The freeform search facility lets you to search over the AustLII databases in a fast and easy to understand way. It is designed for people who do not want to learn how to use the more sophisticated search facilities which are available via our standard search mechanism as well as for people who know what they're doing and want proper "conceptual" ranked searched results.

To do a freeform search, just enter a phrase, a case name, or the name of a piece of legislation. The search engine will then find materials which contain one or more words from your search and present them into what it considers to be the the "most important" to "least important" order.

If you don't have experience in conventional free text searching, the freeform approach is designed to give you a bit of a "quick and dirty" way of finding things.

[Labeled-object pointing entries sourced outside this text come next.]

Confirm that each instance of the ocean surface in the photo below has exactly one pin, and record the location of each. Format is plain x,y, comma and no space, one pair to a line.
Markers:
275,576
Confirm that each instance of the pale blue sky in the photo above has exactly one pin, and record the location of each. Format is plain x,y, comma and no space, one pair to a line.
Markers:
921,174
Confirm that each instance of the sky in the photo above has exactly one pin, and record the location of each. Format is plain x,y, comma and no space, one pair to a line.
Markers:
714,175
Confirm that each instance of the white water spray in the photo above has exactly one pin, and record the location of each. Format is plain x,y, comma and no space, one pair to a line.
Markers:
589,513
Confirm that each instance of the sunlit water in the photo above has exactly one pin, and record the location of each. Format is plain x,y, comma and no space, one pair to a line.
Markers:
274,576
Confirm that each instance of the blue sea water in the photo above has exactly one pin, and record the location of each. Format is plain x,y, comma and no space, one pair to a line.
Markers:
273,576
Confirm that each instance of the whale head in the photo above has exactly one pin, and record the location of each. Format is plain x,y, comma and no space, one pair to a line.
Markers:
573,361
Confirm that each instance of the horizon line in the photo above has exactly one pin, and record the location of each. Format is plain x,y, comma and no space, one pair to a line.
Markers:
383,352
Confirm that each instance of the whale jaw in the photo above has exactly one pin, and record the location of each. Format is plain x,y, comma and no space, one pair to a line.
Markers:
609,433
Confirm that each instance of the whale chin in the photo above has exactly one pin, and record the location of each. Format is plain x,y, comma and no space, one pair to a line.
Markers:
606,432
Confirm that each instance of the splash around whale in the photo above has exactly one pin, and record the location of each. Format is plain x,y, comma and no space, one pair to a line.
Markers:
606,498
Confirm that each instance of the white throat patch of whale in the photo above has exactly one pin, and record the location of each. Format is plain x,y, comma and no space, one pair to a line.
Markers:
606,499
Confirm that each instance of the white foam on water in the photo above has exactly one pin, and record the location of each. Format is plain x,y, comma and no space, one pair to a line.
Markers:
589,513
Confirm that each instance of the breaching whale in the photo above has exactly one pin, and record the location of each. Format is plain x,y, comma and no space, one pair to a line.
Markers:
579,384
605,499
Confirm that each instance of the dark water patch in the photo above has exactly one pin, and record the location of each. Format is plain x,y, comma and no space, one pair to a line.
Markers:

For people who are used to boolean searching, we hope that you find the new search mechanism to be a valuable addition to our existing search tools.

If you are interested in how the freeform interface works, Sino (our search engine) handles freeform searches as follows ...

  1. After the preprocessing, Sino kicks in and deletes very common words and compiles an ordered list of search terms (in increasing order of how relatively frequently your search terms appear)

  2. Sino then finds documents which contain at least one of your search terms and ranks them on the basis of (a) how many of the search terms appear; then (b) how many times the weighted search terms occur

  3. The occurence information in (b) above is weighted according the relative infrequency of the term, as well as on the basis of how early in a document the term appears (to favour occurences in the title or in the start of documents)

  4. The resulting list is displayed (including the number of search terms appearing as well as the weighted "occurence" score in square brackets after each title eg [3/234] means that the document contains 3 search terms with a weighted occurence score of 234).

Depending on your background, I guess at this point you are either saying that it sounds very complicated or very simple. From either perspective, the important point is that the thing appears to work and gives much more sensible results than most of the other freeform (aka "conceptual") engines. If you find it helpful, please send me some feedback (andrew@austlii.edu.au).

Hope that you enjoy using the new freeform search facility,

Best Regards,
Andrew Mowbray (AustLII Co-Director).